Tumour-inducing capacity found in sleeping cancer cells

2018 - 02 - 08

A ground-breaking study involving LIH was published in Nature in December 2017, showing that chemotherapy-induced senescent lymphoma cells have a very high tumour initiation potential when returning from senescence. The findings could have an impact on cancer therapies.

The research work was led by Prof Clemens Schmitt from the Charité-University Medical Centre and the Max-Delbrück-Centre for Molecular Medicine in Berlin, Germany. For this study, he teamed up with Dr Gunnar Dittmar, Head of the Proteome and Genome Research Unit at LIH’s Department of Oncology, to investigate the changes that are undergoing during treatment with chemotherapeutics. Chemotherapy can act in different ways on cancer cells and does not always kill them. It can cause severe DNA damage that puts the cells into a senescent or “sleeping” state in which they do not divide anymore. Cancer cell senescence and its consequences for clinical applications of chemotherapeutics were not understood in detail yet.

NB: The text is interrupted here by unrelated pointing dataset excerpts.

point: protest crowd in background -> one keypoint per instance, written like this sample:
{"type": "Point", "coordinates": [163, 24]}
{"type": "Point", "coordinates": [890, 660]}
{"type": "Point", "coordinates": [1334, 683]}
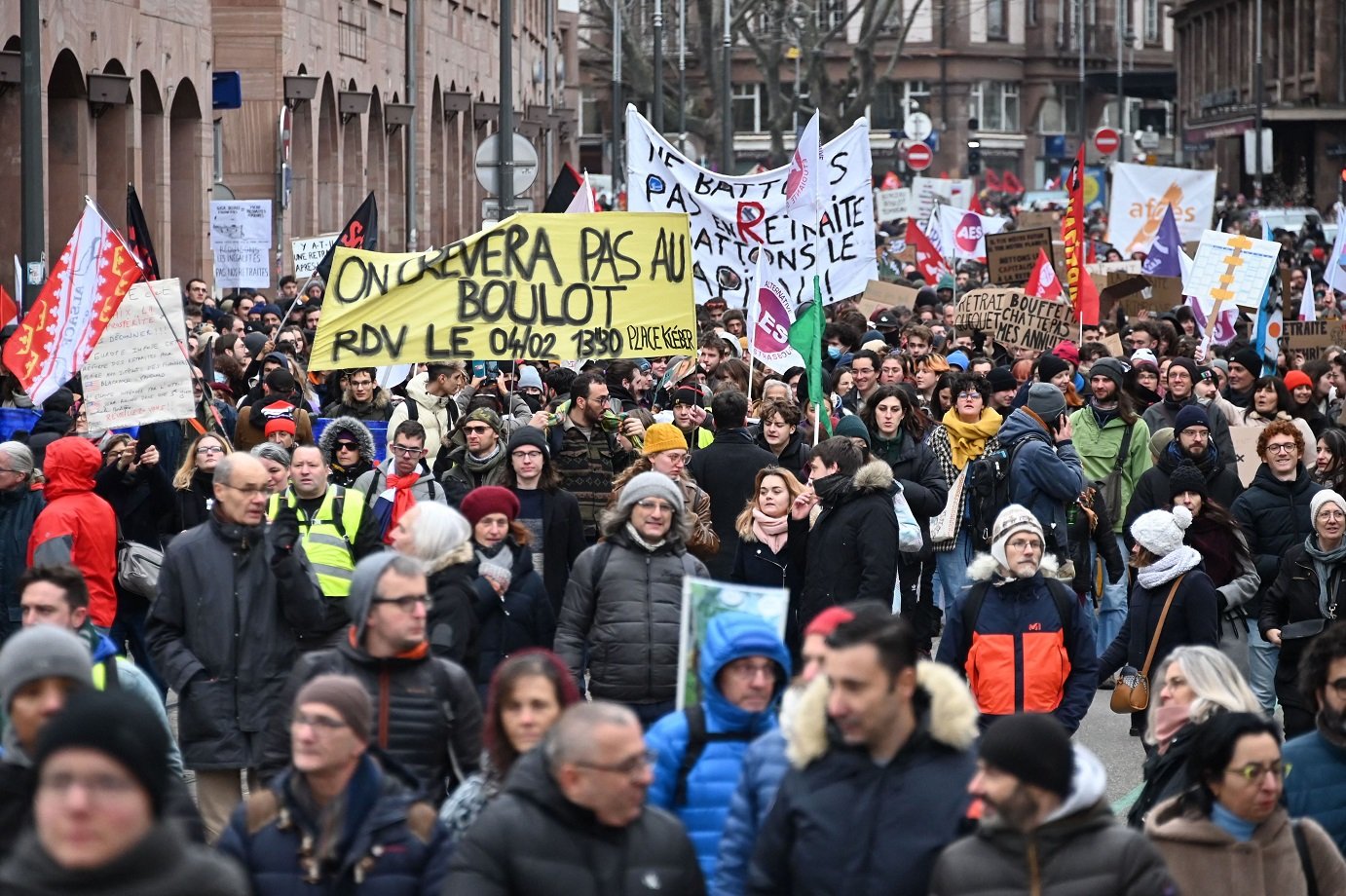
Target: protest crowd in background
{"type": "Point", "coordinates": [425, 628]}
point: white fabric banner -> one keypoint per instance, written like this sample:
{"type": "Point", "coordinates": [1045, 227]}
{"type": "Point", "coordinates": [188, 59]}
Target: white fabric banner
{"type": "Point", "coordinates": [1139, 198]}
{"type": "Point", "coordinates": [733, 217]}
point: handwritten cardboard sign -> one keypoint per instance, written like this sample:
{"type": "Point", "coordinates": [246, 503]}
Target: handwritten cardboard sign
{"type": "Point", "coordinates": [137, 373]}
{"type": "Point", "coordinates": [535, 285]}
{"type": "Point", "coordinates": [1012, 256]}
{"type": "Point", "coordinates": [1015, 319]}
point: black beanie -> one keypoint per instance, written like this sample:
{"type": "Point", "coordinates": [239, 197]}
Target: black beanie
{"type": "Point", "coordinates": [119, 726]}
{"type": "Point", "coordinates": [1032, 748]}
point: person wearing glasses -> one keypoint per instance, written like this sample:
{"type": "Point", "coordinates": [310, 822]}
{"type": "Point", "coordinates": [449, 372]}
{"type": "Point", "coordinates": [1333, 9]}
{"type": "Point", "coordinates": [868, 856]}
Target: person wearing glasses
{"type": "Point", "coordinates": [624, 600]}
{"type": "Point", "coordinates": [1274, 512]}
{"type": "Point", "coordinates": [743, 667]}
{"type": "Point", "coordinates": [1018, 634]}
{"type": "Point", "coordinates": [1303, 602]}
{"type": "Point", "coordinates": [232, 593]}
{"type": "Point", "coordinates": [429, 716]}
{"type": "Point", "coordinates": [574, 819]}
{"type": "Point", "coordinates": [391, 841]}
{"type": "Point", "coordinates": [1229, 832]}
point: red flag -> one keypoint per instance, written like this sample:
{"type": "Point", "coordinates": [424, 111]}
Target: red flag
{"type": "Point", "coordinates": [82, 293]}
{"type": "Point", "coordinates": [929, 261]}
{"type": "Point", "coordinates": [1043, 281]}
{"type": "Point", "coordinates": [1084, 295]}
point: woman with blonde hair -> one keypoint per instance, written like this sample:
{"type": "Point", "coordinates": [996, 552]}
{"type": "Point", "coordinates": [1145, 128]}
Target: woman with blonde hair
{"type": "Point", "coordinates": [194, 480]}
{"type": "Point", "coordinates": [1194, 684]}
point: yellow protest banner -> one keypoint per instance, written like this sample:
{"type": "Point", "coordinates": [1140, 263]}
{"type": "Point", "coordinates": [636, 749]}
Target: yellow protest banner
{"type": "Point", "coordinates": [539, 286]}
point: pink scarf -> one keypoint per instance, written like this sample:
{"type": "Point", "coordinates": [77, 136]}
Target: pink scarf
{"type": "Point", "coordinates": [770, 530]}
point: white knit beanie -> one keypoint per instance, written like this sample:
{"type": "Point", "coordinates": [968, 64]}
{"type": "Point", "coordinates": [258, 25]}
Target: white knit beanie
{"type": "Point", "coordinates": [1008, 521]}
{"type": "Point", "coordinates": [1159, 532]}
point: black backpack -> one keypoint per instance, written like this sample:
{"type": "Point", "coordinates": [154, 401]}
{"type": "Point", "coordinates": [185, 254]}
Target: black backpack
{"type": "Point", "coordinates": [987, 489]}
{"type": "Point", "coordinates": [696, 740]}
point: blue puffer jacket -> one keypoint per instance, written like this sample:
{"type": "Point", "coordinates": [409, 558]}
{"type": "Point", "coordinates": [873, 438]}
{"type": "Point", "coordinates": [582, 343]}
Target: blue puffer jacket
{"type": "Point", "coordinates": [729, 637]}
{"type": "Point", "coordinates": [1318, 787]}
{"type": "Point", "coordinates": [1045, 478]}
{"type": "Point", "coordinates": [392, 845]}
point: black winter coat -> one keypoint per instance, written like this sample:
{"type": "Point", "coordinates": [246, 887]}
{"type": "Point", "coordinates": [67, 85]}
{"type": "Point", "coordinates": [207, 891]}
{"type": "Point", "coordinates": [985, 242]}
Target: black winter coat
{"type": "Point", "coordinates": [522, 617]}
{"type": "Point", "coordinates": [426, 709]}
{"type": "Point", "coordinates": [630, 621]}
{"type": "Point", "coordinates": [726, 469]}
{"type": "Point", "coordinates": [532, 841]}
{"type": "Point", "coordinates": [851, 552]}
{"type": "Point", "coordinates": [1274, 515]}
{"type": "Point", "coordinates": [1293, 598]}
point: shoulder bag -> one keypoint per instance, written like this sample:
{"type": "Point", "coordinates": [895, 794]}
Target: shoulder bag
{"type": "Point", "coordinates": [1132, 691]}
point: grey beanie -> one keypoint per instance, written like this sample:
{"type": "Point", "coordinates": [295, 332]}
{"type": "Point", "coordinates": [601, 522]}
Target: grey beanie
{"type": "Point", "coordinates": [1046, 401]}
{"type": "Point", "coordinates": [651, 484]}
{"type": "Point", "coordinates": [42, 652]}
{"type": "Point", "coordinates": [363, 582]}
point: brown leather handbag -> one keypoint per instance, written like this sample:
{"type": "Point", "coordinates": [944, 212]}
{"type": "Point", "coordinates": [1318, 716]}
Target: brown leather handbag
{"type": "Point", "coordinates": [1132, 691]}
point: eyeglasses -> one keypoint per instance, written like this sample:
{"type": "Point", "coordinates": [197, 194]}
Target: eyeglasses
{"type": "Point", "coordinates": [405, 603]}
{"type": "Point", "coordinates": [318, 723]}
{"type": "Point", "coordinates": [1253, 771]}
{"type": "Point", "coordinates": [630, 767]}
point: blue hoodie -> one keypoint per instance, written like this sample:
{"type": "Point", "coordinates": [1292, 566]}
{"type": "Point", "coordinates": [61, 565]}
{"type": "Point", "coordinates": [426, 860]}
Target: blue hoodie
{"type": "Point", "coordinates": [711, 785]}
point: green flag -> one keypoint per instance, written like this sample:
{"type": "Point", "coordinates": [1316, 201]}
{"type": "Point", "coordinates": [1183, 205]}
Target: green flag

The study describes that a reprogramming involving the Wnt signalling pathway takes place during senescence and confers the cells with specific properties of stem cells - functions being collectively termed “stemness”. When the cells manage to exit senescence, stemness allows them to divide efficiently and become aggressive. When the scientists transplanted previously senescent lymphoma cells into mice, much fewer cells were needed to initiate tumour development compared to when cells that have never been senescent were transplanted. 

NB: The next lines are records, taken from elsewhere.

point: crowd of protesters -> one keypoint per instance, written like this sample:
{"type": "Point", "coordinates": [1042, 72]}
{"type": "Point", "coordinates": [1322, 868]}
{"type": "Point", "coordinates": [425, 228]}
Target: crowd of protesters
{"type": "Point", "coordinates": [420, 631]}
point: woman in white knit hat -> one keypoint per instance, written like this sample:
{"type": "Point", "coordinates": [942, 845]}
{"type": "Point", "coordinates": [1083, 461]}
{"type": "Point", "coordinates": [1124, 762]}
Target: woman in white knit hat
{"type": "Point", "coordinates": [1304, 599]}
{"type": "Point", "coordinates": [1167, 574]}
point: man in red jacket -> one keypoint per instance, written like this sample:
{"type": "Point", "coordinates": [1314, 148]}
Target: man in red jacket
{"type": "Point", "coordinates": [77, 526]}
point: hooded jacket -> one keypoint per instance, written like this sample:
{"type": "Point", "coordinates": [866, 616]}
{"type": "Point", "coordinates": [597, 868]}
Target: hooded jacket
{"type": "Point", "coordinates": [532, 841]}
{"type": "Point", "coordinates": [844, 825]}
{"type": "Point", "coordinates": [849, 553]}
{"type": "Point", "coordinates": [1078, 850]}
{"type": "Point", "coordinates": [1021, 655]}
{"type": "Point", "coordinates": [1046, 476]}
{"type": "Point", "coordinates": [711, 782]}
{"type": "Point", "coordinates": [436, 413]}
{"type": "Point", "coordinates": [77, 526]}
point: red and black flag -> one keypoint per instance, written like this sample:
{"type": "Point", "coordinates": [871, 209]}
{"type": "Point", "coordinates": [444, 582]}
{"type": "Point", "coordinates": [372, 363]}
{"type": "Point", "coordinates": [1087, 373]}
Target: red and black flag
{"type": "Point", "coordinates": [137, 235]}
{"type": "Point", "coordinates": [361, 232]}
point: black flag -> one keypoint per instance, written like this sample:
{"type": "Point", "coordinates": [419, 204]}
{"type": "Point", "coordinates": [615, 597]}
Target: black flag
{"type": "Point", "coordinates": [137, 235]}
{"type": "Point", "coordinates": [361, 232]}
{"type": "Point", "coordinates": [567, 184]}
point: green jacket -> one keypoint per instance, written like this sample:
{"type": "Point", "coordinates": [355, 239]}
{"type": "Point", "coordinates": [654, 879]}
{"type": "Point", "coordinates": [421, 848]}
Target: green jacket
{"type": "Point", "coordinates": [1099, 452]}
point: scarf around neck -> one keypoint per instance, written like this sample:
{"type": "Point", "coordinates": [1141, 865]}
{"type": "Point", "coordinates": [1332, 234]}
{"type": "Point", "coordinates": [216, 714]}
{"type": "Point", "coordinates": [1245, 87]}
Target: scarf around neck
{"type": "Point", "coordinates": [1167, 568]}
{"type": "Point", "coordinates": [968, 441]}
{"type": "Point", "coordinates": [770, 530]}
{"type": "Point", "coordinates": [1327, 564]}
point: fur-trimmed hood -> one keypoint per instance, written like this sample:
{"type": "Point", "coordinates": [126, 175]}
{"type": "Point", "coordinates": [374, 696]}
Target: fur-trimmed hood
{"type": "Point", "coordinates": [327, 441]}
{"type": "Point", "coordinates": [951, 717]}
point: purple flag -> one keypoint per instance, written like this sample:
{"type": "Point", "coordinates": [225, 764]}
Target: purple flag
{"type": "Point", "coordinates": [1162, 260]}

The researchers concluded that chemotherapy-induced senescence could generate tumour cells that have an enhanced potential to drive tumour growth if they escape the cell cycle arrest. The findings of this study provide new mechanistic insights into the plasticity of cancer cells, but should most importantly have an impact on anti-cancer therapies. The authors state that new pharmacological strategies need to be developed to accurately eliminate senescent cells before a fraction of them make use of their acquired stemness capacity and cause tumour relapse.

Link to publication: Milanovic et al. Senescence-associated reprogramming promotes cancer stemness, Nature (2017).